A Physics-Informed Machine Learning Model for Porosity Analysis in Laser Powder Bed Fusion Additive Manufacturing
This work addresses porosity control for additive manufacturing, but it is incremental as it builds on existing physics-informed approaches with a focus on transferability across machines.
The paper tackled the problem of machine-dependent porosity analysis in laser powder bed fusion additive manufacturing by developing a physics-informed, data-driven model that interprets machine settings into physical effects to predict porosity levels, achieving prediction errors of 10-26%.

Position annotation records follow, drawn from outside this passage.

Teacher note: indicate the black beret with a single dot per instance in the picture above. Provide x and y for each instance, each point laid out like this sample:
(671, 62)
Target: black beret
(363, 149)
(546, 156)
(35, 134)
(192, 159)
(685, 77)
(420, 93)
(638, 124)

To control part quality, it is critical to analyze pore generation mechanisms, laying theoretical foundation for future porosity control. Current porosity analysis models use machine setting parameters, such as laser angle and part pose. However, these setting-based models are machine dependent, hence they often do not transfer to analysis of porosity for a different machine. To address the first problem, a physics-informed, data-driven model (PIM), which instead of directly using machine setting parameters to predict porosity levels of printed parts, it first interprets machine settings into physical effects, such as laser energy density and laser radiation pressure. Then, these physical, machine independent effects are used to predict porosity levels according to pass, flag, fail categories instead of focusing on quantitative pore size prediction. With six learning methods evaluation, PIM proved to achieve good performances with prediction error of 10$\sim$26%. Finally, pore-encouraging influence and pore-suppressing influence were analyzed for quality analysis.